There are two preset classes: RandomData, which uses cumulative normally-distributed returns, and GBMData, which uses the Geometric Brownian Motion. Both generators are very basic but still very interesting to test the models against. One weakness of them is that real asset prices regularly make dramatic moves in response to new information.

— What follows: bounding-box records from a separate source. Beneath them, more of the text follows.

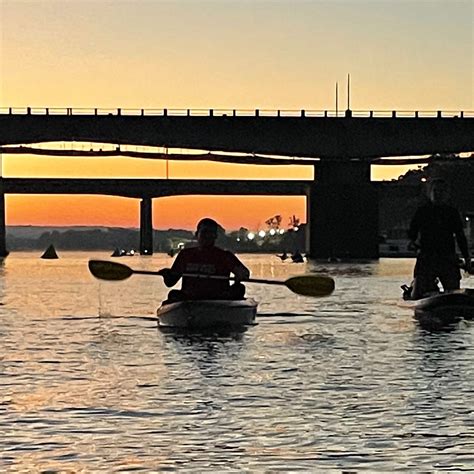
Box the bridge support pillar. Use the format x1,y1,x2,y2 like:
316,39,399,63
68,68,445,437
307,160,379,259
0,185,8,258
140,198,153,255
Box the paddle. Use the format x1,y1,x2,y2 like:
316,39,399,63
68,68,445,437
89,260,334,296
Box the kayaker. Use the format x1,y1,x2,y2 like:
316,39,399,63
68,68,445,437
159,217,250,302
408,178,472,299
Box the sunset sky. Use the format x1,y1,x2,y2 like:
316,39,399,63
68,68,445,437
0,0,474,230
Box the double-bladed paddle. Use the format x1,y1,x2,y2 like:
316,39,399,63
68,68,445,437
89,260,334,296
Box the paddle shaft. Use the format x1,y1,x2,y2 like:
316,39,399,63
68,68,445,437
132,270,286,286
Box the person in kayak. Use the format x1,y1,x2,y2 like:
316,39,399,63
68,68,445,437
408,178,472,300
159,217,250,302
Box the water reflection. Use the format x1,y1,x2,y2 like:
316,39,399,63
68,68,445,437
0,252,474,472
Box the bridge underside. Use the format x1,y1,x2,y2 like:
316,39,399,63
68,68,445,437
0,170,378,259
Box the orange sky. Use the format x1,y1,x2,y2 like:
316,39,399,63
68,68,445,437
0,0,474,229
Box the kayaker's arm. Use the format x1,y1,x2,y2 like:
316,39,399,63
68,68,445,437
232,263,250,281
158,268,181,287
455,213,472,273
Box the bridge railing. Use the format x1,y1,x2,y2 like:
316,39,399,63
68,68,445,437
0,107,474,118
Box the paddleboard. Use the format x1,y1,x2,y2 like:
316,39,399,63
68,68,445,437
404,288,474,326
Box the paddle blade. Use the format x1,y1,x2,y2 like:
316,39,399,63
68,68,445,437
285,274,334,296
89,260,133,280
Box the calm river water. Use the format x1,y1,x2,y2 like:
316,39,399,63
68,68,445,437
0,252,474,472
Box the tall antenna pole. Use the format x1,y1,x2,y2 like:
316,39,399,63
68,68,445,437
347,74,351,110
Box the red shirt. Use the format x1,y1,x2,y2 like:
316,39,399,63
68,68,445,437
171,247,242,299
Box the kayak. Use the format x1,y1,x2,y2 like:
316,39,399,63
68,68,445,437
413,289,474,326
157,298,257,329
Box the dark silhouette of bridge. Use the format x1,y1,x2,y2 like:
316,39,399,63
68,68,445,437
0,108,474,258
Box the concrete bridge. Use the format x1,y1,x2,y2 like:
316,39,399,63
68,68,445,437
0,108,474,258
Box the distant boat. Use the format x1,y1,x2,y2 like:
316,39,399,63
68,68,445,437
111,247,135,257
40,244,59,259
291,250,304,263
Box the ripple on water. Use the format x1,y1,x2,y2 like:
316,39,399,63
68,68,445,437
0,252,474,472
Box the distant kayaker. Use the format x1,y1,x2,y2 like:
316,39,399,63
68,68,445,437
159,217,250,302
408,178,471,299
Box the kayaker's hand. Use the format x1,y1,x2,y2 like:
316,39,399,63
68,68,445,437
157,268,171,278
158,268,181,286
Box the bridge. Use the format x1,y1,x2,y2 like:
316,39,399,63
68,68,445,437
0,108,474,258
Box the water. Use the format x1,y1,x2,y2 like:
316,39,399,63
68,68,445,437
0,252,474,472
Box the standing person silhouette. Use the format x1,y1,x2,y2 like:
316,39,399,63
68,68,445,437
159,218,250,303
408,178,471,299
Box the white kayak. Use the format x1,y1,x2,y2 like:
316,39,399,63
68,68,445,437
157,298,257,329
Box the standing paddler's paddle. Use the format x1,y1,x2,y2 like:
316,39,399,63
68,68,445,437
89,260,334,296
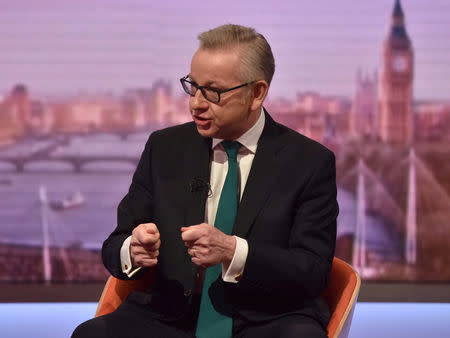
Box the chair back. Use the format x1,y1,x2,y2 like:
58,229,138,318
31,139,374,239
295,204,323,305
95,257,361,338
95,270,153,317
322,257,361,338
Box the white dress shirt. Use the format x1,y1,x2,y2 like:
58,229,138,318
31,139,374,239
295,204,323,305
120,108,265,283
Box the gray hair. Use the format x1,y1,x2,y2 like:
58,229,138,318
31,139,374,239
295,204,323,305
198,24,275,85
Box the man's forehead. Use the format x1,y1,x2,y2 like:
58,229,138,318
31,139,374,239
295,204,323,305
189,48,241,85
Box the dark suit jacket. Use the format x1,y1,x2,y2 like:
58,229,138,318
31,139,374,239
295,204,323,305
102,109,338,332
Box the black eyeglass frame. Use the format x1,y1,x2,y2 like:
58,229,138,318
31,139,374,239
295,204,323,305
180,75,256,103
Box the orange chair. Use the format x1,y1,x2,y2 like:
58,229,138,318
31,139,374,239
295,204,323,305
95,257,361,338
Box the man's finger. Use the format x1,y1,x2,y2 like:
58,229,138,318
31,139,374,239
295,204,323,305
181,227,201,242
144,223,159,234
134,256,158,268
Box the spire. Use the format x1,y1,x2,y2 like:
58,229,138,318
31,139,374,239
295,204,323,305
392,0,403,18
389,0,410,49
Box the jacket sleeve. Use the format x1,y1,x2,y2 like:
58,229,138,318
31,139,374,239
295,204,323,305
102,134,154,279
235,150,338,303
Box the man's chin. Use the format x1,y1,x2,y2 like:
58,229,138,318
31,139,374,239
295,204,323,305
197,126,217,138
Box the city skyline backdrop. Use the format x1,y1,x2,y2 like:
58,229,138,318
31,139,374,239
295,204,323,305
0,0,450,100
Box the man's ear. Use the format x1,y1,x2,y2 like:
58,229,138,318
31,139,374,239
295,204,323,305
250,80,269,110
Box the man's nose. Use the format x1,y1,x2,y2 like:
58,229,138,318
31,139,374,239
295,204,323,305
191,89,208,109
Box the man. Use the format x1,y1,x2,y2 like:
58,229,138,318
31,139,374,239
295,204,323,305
73,25,338,337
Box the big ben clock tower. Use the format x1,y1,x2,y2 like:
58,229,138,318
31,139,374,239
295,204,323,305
378,0,414,145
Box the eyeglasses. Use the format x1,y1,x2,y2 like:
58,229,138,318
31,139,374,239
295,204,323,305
180,75,255,103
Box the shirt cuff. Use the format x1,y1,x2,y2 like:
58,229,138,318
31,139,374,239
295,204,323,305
120,236,141,277
222,236,248,283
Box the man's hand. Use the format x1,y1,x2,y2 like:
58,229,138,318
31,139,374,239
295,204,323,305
181,223,236,269
130,223,161,268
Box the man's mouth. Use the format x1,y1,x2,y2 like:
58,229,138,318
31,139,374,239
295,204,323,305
193,115,210,127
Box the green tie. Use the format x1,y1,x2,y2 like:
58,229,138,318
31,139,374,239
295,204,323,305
196,141,241,338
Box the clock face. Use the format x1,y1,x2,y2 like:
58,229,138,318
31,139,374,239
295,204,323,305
392,55,408,73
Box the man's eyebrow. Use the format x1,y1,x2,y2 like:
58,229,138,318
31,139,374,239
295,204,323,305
188,74,220,88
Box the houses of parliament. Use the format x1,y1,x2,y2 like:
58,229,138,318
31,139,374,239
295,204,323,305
349,0,414,145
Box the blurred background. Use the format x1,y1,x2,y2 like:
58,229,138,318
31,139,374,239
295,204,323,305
0,0,450,292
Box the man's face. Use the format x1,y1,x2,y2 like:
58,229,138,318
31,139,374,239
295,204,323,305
189,49,259,140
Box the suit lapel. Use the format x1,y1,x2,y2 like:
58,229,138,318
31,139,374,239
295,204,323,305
233,112,283,238
184,130,211,226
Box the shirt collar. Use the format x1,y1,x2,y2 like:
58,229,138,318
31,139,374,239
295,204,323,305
212,107,266,153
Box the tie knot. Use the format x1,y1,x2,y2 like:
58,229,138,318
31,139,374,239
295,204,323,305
222,141,241,161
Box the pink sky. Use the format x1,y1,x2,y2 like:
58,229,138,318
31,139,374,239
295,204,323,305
0,0,450,99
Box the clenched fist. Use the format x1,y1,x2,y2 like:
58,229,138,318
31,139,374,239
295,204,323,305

To account for this, we'll build a data generator based on the Lévy alpha-stable distribution!
>>> from vectorbtpro import * # (1)!
>>> from scipy.stats import levy_stable
>>> def geometric_levy_price(alpha, beta, drift, vol, shape): # (2)!
... _rvs = levy_stable.rvs(alpha, beta,loc=0, scale=1, size=shape)
... _rvs_sum = np.cumsum(_rvs, axis=0)
... return np.exp(vol * _rvs_sum + (drift - 0.5 * vol ** 2))
>>> class LevyData(vbt.SyntheticData): # (3)!
...
... _settings_path = dict(custom="data.custom.levy") # (4)!
...
... @classmethod
... def generate_key(
... cls,
... key,
... index,
... columns,
... start_value=None, # (5)!
... alpha=None,
... beta=None,
... drift=None,
... vol=None,
... seed=None,
... **kwargs
... ):
... start_value = cls.resolve_custom_setting(start_value, "start_value") # (6)!
... alpha = cls.resolve_custom_setting(alpha, "alpha")
... beta = cls.resolve_custom_setting(beta, "beta")
... drift = cls.resolve_custom_setting(drift, "drift")
... vol = cls.resolve_custom_setting(vol, "vol")
... seed = cls.resolve_custom_setting(seed, "seed")
... if seed is not None:
... np.random.seed(seed)
...
... shape = (len(index), len(columns))
... out = geometric_levy_price(alpha, beta, drift, vol, shape)
... out = start_value * out
... return pd.DataFrame(out, index=index, columns=columns)
>>> LevyData.set_custom_settings( # (7)!
... populate_=True,
... start_value=100.,
... alpha=1.68,
... beta=0.01,
... drift=0.0,
... vol=0.01,
... seed=None
... )
- Imports
np,pd,njit, andvbt - Generation function, see Asset price mimicry
- Subclass SyntheticData
- Specify the path to global settings for this class and assign it a new identifier "custom". There's one more identifier already registered for us: "base", which points to general settings.
- Set most arguments to None to pull their default value from the global settings. You can also hard-code the values here if you've decided to not use global settings.
- Access the global settings and if the argument value is None, then replace None with the default value
- Populate the global settings for this class
Let's try it out by generating and plotting the close price of several symbols of data:
>>> levy_data = LevyData.pull(
... "Close",
... keys_are_features=True,
... columns=pd.Index(["BTC/USD", "ETH/USD", "XRP/USD"], name="symbol"),
... start="2020-01-01 UTC",
... end="2021-01-01 UTC",
... seed=42)
>>> levy_data.get()
symbol BTC/USD ETH/USD XRP/USD
2020-01-01 00:00:00+00:00 99.218626 101.893255 100.371131
2020-01-02 00:00:00+00:00 100.062835 99.537102 97.857226
2020-01-03 00:00:00+00:00 95.321467 100.474547 98.246993
2020-01-04 00:00:00+00:00 96.493680 96.455981 99.797874
2020-01-05 00:00:00+00:00 98.489931 95.658733 98.892301
... ... ... ...
2020-12-27 00:00:00+00:00 189.477849 91.730109 55.055316
2020-12-28 00:00:00+00:00 190.620767 89.452822 59.555616
2020-12-29 00:00:00+00:00 187.641089 92.164802 60.034154
2020-12-30 00:00:00+00:00 188.287168 92.245270 59.188719
2020-12-31 00:00:00+00:00 185.500114 91.701142 58.443060
[366 rows x 3 columns]
>>> levy_data.get().vbt.plot().show()
Well done! We've built our own data mimicker that simulates sudden large changes in price.